Thursday, August 12, 2010

High Windows

    It was there on the delivery bed after her little boy had been born, after the placenta had followed him out so quickly looking like his deflated helium balloon, and after he had been cleaned, wrapped and placed against her breast, that she stopped believing. She lost all her faith right then, hard and fast like inverse revelation, like a booming voice that knocked her clean out of the pew.
    If faith is there waiting in the front of the hospital when she is discharged to pick her up she will surely be all apologies and smiles, ready to re-hitch happily after a 48 hour divorce. But that is down elevators, across stretches of over-buffed linoleum, and through far too many automatic double doors. She doesn’t bother to imagine it. Instead she holds her justborn while he screams deciding she likes the way he sounds.

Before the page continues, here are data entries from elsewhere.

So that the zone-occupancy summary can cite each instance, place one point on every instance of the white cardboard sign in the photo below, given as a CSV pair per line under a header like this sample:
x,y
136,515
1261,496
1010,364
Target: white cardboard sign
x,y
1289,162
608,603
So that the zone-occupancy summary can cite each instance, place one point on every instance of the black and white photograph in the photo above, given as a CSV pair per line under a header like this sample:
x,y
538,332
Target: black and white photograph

    To what little degree she can manage to rationalize it, it goes like this: if this wild little life with all its organs in their relatively proper places is hers—if this piece of creation is her creation—then the world is without justice. Her worship had never been good or pure. This loss of faith, though, was not like a discussion had for years and finally understood; it was more like a fire sparked unnoticed in some high recess of her mind, a web of neurons like entangled kindling ignited, that descended and was heard.
    Not a single bone in her body—even filled with the infinite redemption of God—believes she deserves this reward. But here he is in her hands, not miscarried, or spontaneously aborted, or stillborn… just alive.